First, I’d like to note that I don’t see why faster convergence after changing the learning rate support either story. After initial memorization, the loss decreases by ~3 OOM. Regardless of what’s gaining on inside the network, it wouldn’t be surprising if raising the learning rate increased convergence.
Also, I think what’s actually going on here is weirder than either of our interpretations. I ran experiments where I kept the learning rate the same for the first 1000 steps, then increased it by 10x and 50x for the rest of the training.
Here is the accuracy curve with the default learning rate:
Here is the curve with 10x learning rate:
And here is the curve with 50x learning rate:
Note that increasing the learning rate doesn’t consistently increase validation convergence. The 50x run does reach convergence faster, but the 10x run doesn’t even reach it at all.
In fact, increasing the learning rate causes the training accuracy to fall to the validation accuracy, after which they begin to increase together (at least for a while). For the 10x increase, the training accuracy quickly diverges from the validation accuracy. In the 50x run, the training and validation accuracies move in tandem throughout the run.
Frederik’s results are broadly similar. If you mouse over the accuracy and loss graphs, you’ll see that
Training performance drops significantly immediately after the learning rate increases.

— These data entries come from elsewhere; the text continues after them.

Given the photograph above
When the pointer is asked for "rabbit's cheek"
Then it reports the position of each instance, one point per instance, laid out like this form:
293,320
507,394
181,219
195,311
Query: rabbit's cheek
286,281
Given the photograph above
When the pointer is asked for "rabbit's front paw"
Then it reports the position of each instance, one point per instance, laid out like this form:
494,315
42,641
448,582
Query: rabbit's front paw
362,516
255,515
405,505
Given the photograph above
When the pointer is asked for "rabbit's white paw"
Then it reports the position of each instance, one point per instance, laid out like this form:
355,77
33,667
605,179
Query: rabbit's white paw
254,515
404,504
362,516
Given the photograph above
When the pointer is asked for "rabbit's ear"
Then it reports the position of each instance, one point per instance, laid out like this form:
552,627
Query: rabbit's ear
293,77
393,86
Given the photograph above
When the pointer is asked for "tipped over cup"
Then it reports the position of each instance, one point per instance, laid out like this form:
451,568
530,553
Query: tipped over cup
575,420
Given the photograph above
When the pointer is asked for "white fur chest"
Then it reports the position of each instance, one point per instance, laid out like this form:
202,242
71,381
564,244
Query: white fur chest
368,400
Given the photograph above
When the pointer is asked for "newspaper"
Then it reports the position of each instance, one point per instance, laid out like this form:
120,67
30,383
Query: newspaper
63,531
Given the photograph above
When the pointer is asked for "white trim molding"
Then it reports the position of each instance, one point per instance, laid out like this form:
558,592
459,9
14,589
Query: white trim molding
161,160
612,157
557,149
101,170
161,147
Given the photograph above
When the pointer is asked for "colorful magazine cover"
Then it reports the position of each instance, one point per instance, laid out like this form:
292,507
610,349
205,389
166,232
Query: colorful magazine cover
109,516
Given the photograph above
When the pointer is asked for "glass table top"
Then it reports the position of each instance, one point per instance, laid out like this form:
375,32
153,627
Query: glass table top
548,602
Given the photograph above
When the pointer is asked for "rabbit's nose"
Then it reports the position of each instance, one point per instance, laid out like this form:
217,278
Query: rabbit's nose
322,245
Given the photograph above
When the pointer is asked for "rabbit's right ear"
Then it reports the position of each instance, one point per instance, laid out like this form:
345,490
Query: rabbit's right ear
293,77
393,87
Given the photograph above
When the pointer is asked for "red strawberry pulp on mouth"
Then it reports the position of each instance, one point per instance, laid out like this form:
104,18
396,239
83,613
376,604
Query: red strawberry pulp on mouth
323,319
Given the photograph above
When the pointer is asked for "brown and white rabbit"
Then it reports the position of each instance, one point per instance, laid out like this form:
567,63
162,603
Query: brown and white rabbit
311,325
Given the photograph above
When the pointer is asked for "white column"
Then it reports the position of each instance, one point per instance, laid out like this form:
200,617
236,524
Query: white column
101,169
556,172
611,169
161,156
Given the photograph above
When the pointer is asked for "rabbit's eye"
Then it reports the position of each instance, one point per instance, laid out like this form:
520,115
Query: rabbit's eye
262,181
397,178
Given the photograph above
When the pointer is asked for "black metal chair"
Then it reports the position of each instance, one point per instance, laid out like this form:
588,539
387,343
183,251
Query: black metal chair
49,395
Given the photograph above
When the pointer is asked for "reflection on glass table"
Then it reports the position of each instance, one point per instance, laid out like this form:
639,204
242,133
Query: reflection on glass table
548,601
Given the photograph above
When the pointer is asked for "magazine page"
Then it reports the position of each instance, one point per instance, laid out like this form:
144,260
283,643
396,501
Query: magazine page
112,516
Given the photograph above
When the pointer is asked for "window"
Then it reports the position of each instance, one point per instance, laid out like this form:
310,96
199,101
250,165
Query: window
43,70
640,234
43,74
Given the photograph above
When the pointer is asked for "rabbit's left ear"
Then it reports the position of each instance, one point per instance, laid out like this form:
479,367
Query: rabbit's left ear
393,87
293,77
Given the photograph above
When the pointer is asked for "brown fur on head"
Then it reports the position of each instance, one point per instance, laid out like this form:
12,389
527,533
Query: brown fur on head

The losses and accuracies of the “5x” and “10x” lines correlate together pretty well between training/validation. In contrast, the losses and accuracies of the “default” lines don’t correlate strongly between training and testing.
I think that increasing the learning rate after memorization causes some sort of “mode shift” in the training process. It goes from:
First, learn shallow patterns that strongly overfit to the training data, then learn general patterns.
to:
Immediately learn general patterns that perform about equally well on the training and validation data.
In the case of my 10x run, I think it actually has two mode transitions, first from “shallow first” to “immediately general”, then another transition back to “shallow first”, and that’s why you see the training accuracy diverge from the validation accuracy again.
I think results like these make a certain amount of sense, given that higher learning rates are associated with better generalization in more standard settings.
Regardless of what’s gaining on inside the network, it wouldn’t be surprising if raising the learning rate increased convergence.
I’m kinda confused at your perspective on learning rates. I usually think of learning rates as being set to the maximum possible value such that training is still stable. So it would in fact be surprising if you could just 10x them to speed up convergence. (So an additional aspect of my prediction would be that you can’t 10x the learning rate at the beginning of training; if you could then it seems like the hyperparameters were chosen poorly and that should be fixed first.)
Indeed in your experiments at the moment you 10x the learning rate accuracy does in fact plummet! I’m a bit surprised it manages to recover, but you can see that the recovery is not nearly as stable as the original training before increasing the learning rate (this is even more obvious in the 50x case), and notably even the recovery for the training accuracy looks like it takes longer (1000-2000 steps) than the original increase in training accuracy (~400 steps).
I do think this suggests that you can’t in fact “just 10x the learning rate” once grokking starts, which seems like a hit to my story.
First, I’d like to note that I don’t see why faster convergence after changing the learning rate support either story. After initial memorization, the loss decreases by ~3 OOM. Regardless of what’s gaining on inside the network, it wouldn’t be surprising if raising the learning rate increased convergence.
Also, I think what’s actually going on here is weirder than either of our interpretations. I ran experiments where I kept the learning rate the same for the first 1000 steps, then increased it by 10x and 50x for the rest of the training.
Here is the accuracy curve with the default learning rate:
Here is the curve with 10x learning rate:
And here is the curve with 50x learning rate:
Note that increasing the learning rate doesn’t consistently increase validation convergence. The 50x run does reach convergence faster, but the 10x run doesn’t even reach it at all.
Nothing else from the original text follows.